Lascia che passi il mondo.
Arda la terra e tornino gli eroi
in questo tempo arso, in questo nulla
che taglia teste e teme la parola;
uomini chiamati, antichi e nuovi
sentinelle di fiamme e di declini,
di tramonti che si fanno aurora;
umili cuori che sappiano l’abisso
la peste che vaga nelle tenebre
lo sterminio che devasta a mezzogiorno,
la frase infranta, la lingua
cifrata dell’esilio, che volteggino
leggeri e luminosi come angeli
su ogni essere solo al suo patibolo.
Lo so che tutto il male è nella lingua,
in quel non luogo, in quel mistero orfano
costretto a un balbettio demente
a un nominare afasico e mortale
a un bene infetto stipato dentro il tempo.

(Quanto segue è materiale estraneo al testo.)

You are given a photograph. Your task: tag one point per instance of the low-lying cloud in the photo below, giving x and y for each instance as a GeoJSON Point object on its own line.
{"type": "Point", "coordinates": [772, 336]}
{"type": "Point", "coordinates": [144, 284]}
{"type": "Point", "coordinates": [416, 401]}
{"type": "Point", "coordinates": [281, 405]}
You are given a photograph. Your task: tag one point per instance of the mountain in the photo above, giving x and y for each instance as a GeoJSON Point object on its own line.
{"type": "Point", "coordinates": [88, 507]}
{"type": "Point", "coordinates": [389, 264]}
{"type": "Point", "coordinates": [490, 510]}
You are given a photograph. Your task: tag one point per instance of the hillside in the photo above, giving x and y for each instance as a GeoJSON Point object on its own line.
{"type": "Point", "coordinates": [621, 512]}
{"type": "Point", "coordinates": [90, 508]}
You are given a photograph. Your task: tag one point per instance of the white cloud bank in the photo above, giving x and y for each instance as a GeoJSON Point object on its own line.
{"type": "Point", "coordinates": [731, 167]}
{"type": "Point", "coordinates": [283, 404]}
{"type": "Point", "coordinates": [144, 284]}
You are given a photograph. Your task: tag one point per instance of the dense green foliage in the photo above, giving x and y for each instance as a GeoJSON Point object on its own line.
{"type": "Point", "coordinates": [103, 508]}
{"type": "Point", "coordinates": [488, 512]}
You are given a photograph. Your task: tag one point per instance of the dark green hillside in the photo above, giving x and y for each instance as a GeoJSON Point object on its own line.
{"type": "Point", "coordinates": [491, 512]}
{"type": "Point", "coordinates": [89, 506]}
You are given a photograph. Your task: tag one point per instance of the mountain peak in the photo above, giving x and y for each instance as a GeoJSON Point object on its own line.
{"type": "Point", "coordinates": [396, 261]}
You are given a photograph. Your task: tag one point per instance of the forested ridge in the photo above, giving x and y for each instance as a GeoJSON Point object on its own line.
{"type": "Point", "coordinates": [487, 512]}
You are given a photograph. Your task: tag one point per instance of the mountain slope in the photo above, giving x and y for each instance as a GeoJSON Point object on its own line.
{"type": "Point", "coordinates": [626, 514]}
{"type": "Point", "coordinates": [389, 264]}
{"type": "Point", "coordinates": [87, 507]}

Lo so che siamo qui per un addio,
per un’assurda fuga da tentare
con l’indicibile coraggio dello storpio
armato solo di tenebra e respiro.
Lo so che questa mano è monca
e traccia versi a forma di ferita
persi nell’indicibile ora dello scempio.
Ma se l’anima sanguina nel canto
e nel buio crepiamo di parole
partorite ad incrinare il niente
ancora splende la parola prima,
è sempre un dio che al cappio ci destina.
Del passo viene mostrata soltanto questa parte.